COME SI USA IN COSMETICA: grazie alla presenza di un olio essenziale dalle spiccate proprietà antisettiche e dal caratteristico aroma, la cannella vie usata nella preparazione di prodotti per l’igiene e la disinfezione orale come dentifrici e colluttori. Viene inoltre utilizzata per la preparazione di profumi.

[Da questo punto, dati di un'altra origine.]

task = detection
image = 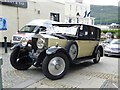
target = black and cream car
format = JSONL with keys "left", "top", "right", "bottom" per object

{"left": 10, "top": 24, "right": 103, "bottom": 80}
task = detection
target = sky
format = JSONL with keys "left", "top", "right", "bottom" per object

{"left": 83, "top": 0, "right": 120, "bottom": 6}
{"left": 53, "top": 0, "right": 120, "bottom": 6}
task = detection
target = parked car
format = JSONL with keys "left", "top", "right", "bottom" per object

{"left": 10, "top": 23, "right": 103, "bottom": 80}
{"left": 105, "top": 32, "right": 112, "bottom": 38}
{"left": 100, "top": 37, "right": 113, "bottom": 48}
{"left": 11, "top": 19, "right": 58, "bottom": 45}
{"left": 104, "top": 39, "right": 120, "bottom": 56}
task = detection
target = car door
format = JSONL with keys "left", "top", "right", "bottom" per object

{"left": 76, "top": 25, "right": 92, "bottom": 58}
{"left": 88, "top": 27, "right": 100, "bottom": 55}
{"left": 76, "top": 40, "right": 91, "bottom": 58}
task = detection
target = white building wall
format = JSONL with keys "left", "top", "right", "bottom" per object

{"left": 65, "top": 2, "right": 94, "bottom": 25}
{"left": 0, "top": 5, "right": 18, "bottom": 43}
{"left": 18, "top": 1, "right": 65, "bottom": 28}
{"left": 0, "top": 5, "right": 3, "bottom": 44}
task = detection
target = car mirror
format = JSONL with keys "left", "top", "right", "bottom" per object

{"left": 35, "top": 29, "right": 40, "bottom": 34}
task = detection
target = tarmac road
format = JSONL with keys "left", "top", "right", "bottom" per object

{"left": 0, "top": 48, "right": 119, "bottom": 89}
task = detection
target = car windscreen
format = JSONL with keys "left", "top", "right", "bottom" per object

{"left": 110, "top": 39, "right": 120, "bottom": 44}
{"left": 18, "top": 25, "right": 36, "bottom": 33}
{"left": 46, "top": 26, "right": 78, "bottom": 35}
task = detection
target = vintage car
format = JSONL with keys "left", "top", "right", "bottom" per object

{"left": 10, "top": 23, "right": 103, "bottom": 80}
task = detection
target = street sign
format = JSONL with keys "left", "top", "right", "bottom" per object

{"left": 0, "top": 18, "right": 7, "bottom": 30}
{"left": 1, "top": 0, "right": 28, "bottom": 8}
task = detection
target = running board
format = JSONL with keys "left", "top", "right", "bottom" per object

{"left": 73, "top": 56, "right": 95, "bottom": 64}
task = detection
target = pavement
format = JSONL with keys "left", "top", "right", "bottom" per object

{"left": 0, "top": 47, "right": 119, "bottom": 89}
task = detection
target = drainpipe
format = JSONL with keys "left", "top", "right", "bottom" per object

{"left": 0, "top": 57, "right": 3, "bottom": 89}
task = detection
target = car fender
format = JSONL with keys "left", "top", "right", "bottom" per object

{"left": 46, "top": 46, "right": 72, "bottom": 62}
{"left": 46, "top": 46, "right": 66, "bottom": 55}
{"left": 93, "top": 45, "right": 103, "bottom": 57}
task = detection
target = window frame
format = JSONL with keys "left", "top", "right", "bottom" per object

{"left": 77, "top": 25, "right": 101, "bottom": 41}
{"left": 52, "top": 24, "right": 101, "bottom": 41}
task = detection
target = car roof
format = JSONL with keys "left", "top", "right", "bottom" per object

{"left": 26, "top": 19, "right": 51, "bottom": 26}
{"left": 52, "top": 23, "right": 100, "bottom": 30}
{"left": 26, "top": 19, "right": 61, "bottom": 27}
{"left": 26, "top": 19, "right": 100, "bottom": 30}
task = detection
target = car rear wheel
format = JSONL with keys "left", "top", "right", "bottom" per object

{"left": 65, "top": 40, "right": 78, "bottom": 60}
{"left": 42, "top": 52, "right": 69, "bottom": 80}
{"left": 10, "top": 47, "right": 32, "bottom": 70}
{"left": 93, "top": 49, "right": 101, "bottom": 63}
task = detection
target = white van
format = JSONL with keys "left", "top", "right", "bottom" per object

{"left": 11, "top": 19, "right": 55, "bottom": 45}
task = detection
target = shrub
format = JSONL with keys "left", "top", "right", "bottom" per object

{"left": 101, "top": 30, "right": 119, "bottom": 34}
{"left": 101, "top": 29, "right": 120, "bottom": 38}
{"left": 115, "top": 30, "right": 120, "bottom": 38}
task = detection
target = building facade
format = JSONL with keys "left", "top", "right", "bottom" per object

{"left": 65, "top": 1, "right": 94, "bottom": 24}
{"left": 0, "top": 0, "right": 65, "bottom": 43}
{"left": 0, "top": 0, "right": 94, "bottom": 43}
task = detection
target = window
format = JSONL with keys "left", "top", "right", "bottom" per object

{"left": 70, "top": 4, "right": 72, "bottom": 11}
{"left": 96, "top": 28, "right": 100, "bottom": 40}
{"left": 50, "top": 13, "right": 60, "bottom": 22}
{"left": 89, "top": 27, "right": 96, "bottom": 40}
{"left": 69, "top": 18, "right": 72, "bottom": 23}
{"left": 37, "top": 10, "right": 40, "bottom": 14}
{"left": 89, "top": 26, "right": 100, "bottom": 40}
{"left": 19, "top": 25, "right": 36, "bottom": 33}
{"left": 78, "top": 25, "right": 89, "bottom": 39}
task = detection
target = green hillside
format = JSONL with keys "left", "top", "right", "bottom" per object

{"left": 90, "top": 5, "right": 119, "bottom": 25}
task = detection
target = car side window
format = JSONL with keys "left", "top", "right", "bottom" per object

{"left": 78, "top": 25, "right": 89, "bottom": 40}
{"left": 89, "top": 27, "right": 101, "bottom": 40}
{"left": 89, "top": 27, "right": 96, "bottom": 40}
{"left": 39, "top": 26, "right": 46, "bottom": 32}
{"left": 97, "top": 28, "right": 101, "bottom": 40}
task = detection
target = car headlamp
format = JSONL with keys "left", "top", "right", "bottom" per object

{"left": 20, "top": 37, "right": 28, "bottom": 46}
{"left": 37, "top": 38, "right": 45, "bottom": 49}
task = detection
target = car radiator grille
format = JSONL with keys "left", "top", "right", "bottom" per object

{"left": 13, "top": 36, "right": 22, "bottom": 41}
{"left": 32, "top": 37, "right": 38, "bottom": 52}
{"left": 111, "top": 48, "right": 120, "bottom": 51}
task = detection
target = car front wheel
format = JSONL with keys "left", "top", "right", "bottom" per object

{"left": 42, "top": 52, "right": 69, "bottom": 80}
{"left": 10, "top": 47, "right": 32, "bottom": 70}
{"left": 93, "top": 49, "right": 101, "bottom": 63}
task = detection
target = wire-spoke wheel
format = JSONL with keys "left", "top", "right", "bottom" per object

{"left": 93, "top": 49, "right": 101, "bottom": 63}
{"left": 65, "top": 40, "right": 78, "bottom": 60}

COME SI USA IN CUCINA: grazie al suo aroma unico si può utilizzare nella preparazione di vari piatti e pietanze: nei paesi occidentali si usa soprattutto per aromatizzare dolci, marmellate, gelati e liquori mentre nei paesi orientali viene impiegata anche per insaporire cibi salati, in particolare le carni.

PROPRIETA’ E BENEFICI

PRINCIPALI COMPONENTI

  • Olio essenziale: tra cui spicca l’aldeide cinnamica (60%)
  • Amido
  • Glucidi
  • Tannini

PROPRIETA’ SALUTISTICHE PRINCIPALI

Le principali proprietà benefiche della Cannella sono:

  • Digestiva
  • Carminativa: favorisce l’eliminazione dei gas intestinali
  • Astringente intestinale
  • Antisettica
  • Antiossidante
  • Antinfiammatoria
  • Antiparassitaria
  • Tonica-stimolante generale
  • Riscaldante
  • Favorisce il metabolismo dei carboidrati

FORME IN CUI SI UTILIZZA

Ecco alcuni utilizzi, quando assumerlo e la posologia.

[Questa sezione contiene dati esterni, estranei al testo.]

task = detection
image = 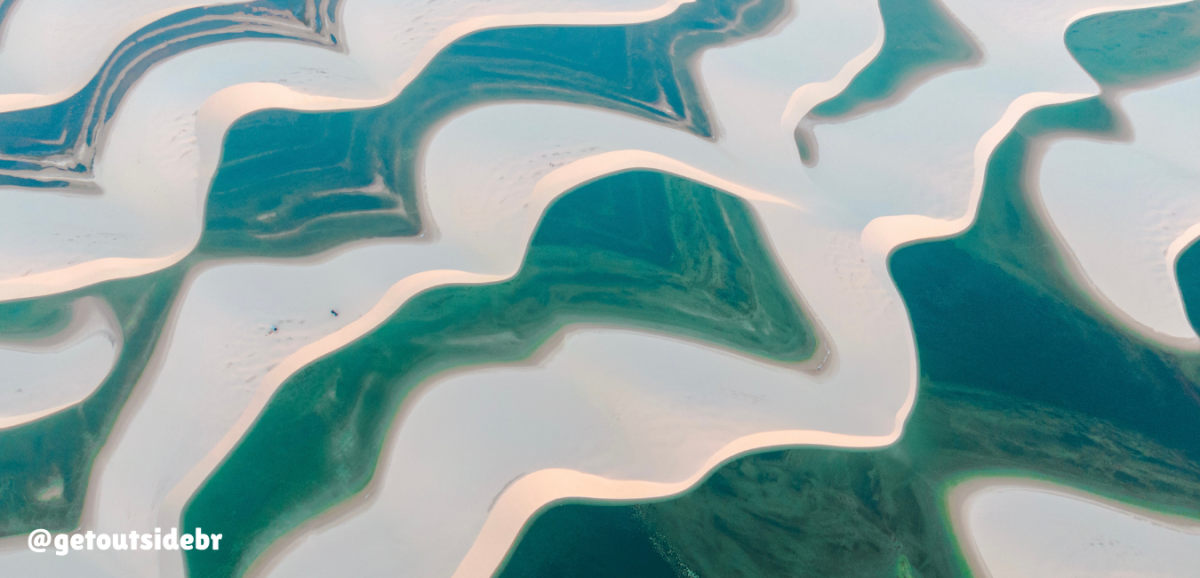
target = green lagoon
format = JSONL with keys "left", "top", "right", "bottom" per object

{"left": 3, "top": 1, "right": 1200, "bottom": 577}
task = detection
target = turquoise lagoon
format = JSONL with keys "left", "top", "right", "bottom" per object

{"left": 0, "top": 0, "right": 343, "bottom": 188}
{"left": 0, "top": 1, "right": 1198, "bottom": 577}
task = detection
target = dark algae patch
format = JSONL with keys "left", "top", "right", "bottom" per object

{"left": 795, "top": 0, "right": 980, "bottom": 165}
{"left": 199, "top": 0, "right": 789, "bottom": 257}
{"left": 498, "top": 7, "right": 1200, "bottom": 577}
{"left": 0, "top": 265, "right": 186, "bottom": 536}
{"left": 182, "top": 170, "right": 818, "bottom": 578}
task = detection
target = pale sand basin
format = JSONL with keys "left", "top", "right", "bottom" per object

{"left": 0, "top": 296, "right": 120, "bottom": 428}
{"left": 1039, "top": 70, "right": 1200, "bottom": 343}
{"left": 0, "top": 0, "right": 686, "bottom": 298}
{"left": 203, "top": 1, "right": 1185, "bottom": 577}
{"left": 949, "top": 477, "right": 1200, "bottom": 578}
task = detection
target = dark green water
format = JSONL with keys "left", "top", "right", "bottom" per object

{"left": 496, "top": 6, "right": 1200, "bottom": 577}
{"left": 182, "top": 170, "right": 818, "bottom": 578}
{"left": 795, "top": 0, "right": 979, "bottom": 164}
{"left": 200, "top": 0, "right": 788, "bottom": 257}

Tisana: mettere 2 cucchiai di corteccia secca in 500 ml di acqua fredda. Portare ad ebollizione e lasciare bollire per circa 10 minuti coprendo il contenitore con un coperchio. Filtrare e bere durante la giornata.

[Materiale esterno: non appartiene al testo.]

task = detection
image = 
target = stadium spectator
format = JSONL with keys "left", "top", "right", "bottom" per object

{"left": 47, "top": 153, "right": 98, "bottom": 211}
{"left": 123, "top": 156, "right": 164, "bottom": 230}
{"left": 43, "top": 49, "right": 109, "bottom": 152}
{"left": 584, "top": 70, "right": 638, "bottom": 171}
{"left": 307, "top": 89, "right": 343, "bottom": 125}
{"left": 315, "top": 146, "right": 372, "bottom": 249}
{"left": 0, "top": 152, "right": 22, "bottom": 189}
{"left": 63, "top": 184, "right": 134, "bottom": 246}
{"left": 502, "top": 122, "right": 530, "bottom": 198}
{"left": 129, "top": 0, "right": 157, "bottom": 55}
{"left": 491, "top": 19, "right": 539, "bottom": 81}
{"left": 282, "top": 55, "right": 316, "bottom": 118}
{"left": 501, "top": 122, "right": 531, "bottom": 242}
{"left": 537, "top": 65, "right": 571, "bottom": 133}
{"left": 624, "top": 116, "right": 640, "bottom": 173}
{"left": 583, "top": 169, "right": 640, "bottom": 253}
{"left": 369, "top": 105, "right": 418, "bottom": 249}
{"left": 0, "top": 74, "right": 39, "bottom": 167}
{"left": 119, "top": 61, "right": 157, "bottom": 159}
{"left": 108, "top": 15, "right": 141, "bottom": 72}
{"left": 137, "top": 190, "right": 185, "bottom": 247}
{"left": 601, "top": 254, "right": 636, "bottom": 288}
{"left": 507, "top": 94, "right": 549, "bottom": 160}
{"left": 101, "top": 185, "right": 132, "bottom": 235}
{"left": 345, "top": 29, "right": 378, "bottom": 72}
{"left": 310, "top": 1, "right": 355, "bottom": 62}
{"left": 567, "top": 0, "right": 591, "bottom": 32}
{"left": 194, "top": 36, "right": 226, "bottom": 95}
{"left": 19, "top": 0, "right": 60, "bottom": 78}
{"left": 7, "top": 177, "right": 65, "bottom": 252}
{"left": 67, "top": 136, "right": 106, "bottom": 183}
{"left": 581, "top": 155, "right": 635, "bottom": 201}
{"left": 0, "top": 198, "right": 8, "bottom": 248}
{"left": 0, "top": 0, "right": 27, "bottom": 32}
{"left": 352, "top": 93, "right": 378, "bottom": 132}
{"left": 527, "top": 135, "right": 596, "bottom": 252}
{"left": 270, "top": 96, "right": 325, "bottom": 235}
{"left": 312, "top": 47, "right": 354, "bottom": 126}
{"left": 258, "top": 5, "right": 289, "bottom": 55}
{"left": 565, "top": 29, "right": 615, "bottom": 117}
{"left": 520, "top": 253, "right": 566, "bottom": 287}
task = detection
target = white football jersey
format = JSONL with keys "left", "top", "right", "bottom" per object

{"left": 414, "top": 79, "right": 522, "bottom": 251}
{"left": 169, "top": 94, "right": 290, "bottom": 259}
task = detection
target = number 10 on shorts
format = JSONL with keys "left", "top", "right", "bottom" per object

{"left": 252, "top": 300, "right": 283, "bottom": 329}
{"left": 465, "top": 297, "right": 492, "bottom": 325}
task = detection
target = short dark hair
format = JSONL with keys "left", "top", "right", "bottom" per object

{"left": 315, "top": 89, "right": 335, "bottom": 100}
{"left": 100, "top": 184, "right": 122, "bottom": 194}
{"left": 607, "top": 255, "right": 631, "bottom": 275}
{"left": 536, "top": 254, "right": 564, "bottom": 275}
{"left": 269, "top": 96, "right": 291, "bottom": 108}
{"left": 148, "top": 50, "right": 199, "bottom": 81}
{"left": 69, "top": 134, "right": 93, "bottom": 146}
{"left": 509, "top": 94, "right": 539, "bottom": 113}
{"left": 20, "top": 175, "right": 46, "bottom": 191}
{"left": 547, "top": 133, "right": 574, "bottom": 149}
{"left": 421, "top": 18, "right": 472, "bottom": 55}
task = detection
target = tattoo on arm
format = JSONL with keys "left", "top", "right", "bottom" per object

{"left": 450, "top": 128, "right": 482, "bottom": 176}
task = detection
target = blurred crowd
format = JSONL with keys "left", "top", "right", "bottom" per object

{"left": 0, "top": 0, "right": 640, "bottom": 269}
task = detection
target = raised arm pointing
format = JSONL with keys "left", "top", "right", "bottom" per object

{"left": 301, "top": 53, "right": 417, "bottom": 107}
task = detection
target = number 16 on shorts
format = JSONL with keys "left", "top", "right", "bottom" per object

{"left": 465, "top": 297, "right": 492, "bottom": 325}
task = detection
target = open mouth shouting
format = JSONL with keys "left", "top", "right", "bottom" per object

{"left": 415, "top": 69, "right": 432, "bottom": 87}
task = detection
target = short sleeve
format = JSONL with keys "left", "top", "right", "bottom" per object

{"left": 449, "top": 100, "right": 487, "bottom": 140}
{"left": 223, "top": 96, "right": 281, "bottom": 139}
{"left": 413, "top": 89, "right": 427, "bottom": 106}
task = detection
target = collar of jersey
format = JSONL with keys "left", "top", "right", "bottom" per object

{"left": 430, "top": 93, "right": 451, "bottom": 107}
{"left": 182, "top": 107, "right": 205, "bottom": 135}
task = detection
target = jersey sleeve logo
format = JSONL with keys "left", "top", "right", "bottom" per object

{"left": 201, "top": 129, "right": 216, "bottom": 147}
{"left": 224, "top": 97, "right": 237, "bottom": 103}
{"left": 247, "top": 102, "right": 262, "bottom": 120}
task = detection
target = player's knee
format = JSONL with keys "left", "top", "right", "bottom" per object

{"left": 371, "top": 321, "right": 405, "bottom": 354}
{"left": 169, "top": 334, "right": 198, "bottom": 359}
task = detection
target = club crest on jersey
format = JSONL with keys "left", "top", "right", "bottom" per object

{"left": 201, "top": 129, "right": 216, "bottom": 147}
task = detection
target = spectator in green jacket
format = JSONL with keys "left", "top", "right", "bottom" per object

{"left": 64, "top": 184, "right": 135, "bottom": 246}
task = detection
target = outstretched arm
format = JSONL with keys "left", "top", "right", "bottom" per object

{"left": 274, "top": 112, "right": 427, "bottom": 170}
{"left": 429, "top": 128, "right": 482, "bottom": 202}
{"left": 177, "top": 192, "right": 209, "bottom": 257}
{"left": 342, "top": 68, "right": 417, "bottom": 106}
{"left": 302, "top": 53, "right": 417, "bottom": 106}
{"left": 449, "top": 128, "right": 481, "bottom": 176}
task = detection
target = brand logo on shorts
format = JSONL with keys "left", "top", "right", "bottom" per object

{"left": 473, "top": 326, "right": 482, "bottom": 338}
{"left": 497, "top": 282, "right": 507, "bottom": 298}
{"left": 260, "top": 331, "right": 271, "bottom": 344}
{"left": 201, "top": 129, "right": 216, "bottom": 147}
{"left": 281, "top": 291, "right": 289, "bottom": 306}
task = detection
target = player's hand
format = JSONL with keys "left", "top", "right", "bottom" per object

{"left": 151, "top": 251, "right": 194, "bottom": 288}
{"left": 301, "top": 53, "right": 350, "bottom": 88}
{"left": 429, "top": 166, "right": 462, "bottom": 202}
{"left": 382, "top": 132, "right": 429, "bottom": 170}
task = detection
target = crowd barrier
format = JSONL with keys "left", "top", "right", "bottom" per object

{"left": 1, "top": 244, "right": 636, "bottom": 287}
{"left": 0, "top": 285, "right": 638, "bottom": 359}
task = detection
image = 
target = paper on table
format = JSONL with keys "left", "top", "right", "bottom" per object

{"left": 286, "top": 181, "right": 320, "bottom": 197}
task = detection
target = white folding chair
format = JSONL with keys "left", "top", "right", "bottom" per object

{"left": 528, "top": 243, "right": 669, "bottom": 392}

Olio essenziale: diffusione ambientale: da 2 a 10 gocce nel diffusore per ambiente o nella vaschetta del termosifone. Uso topico: diluire in modo adeguato (1%) in un olio vegetale, in una crema o in uno shampoo ed applicare. Frizioni sulle tempie: sciogliere 2/3 gocce di olio essenziale in un cucchiaino di olio di mandorle dolci ed applicare sulle tempie con un breve massaggio. Gargarismi: mettere 2/3 gocce di olio essenziale in mezzo bicchiere d’acqua e quindi effettuare degli sciacqui in bocca.

RIMEDIO NATURALE PER:

A cosa serve? Utile come rimedio naturale in caso di:

  • Digestione lenta e difficile
  • Aerofagia, meteorismo
  • Stanchezza mentale (olio essenziale)
  • Tensioni artro-muscolari (olio essenziale)
  • Disturbi da raffreddamento delle vie respiratorie
  • Irritazioni del cavo orale (olio essenziale)
  • Controllo degli zuccheri

CONTROINDICAZIONI: l’uso alimentare è sicuro e non ha effetti collaterali. Se si assume invece con fini salutistici è necessario usarla con prudenza soprattutto in gravidanza, allattamento e nei bambini al di sotto dei 10 anni. Non utilizzare l’olio essenziale per uso interno, se non sotto controllo medico. Per uso esterno utilizzare l’olio essenziale adeguatamente diluito evitando di applicarlo sulla cute lesa. Se utilizzato puro può provocare gravi irritazioni della pelle come dermatiti e reazioni allergiche. Attenzione anche all’eccessiva inalazione dell’olio essenziale in quanto può provocare alterazioni del sistema nervoso con convulsioni, tachicardia e sudorazione.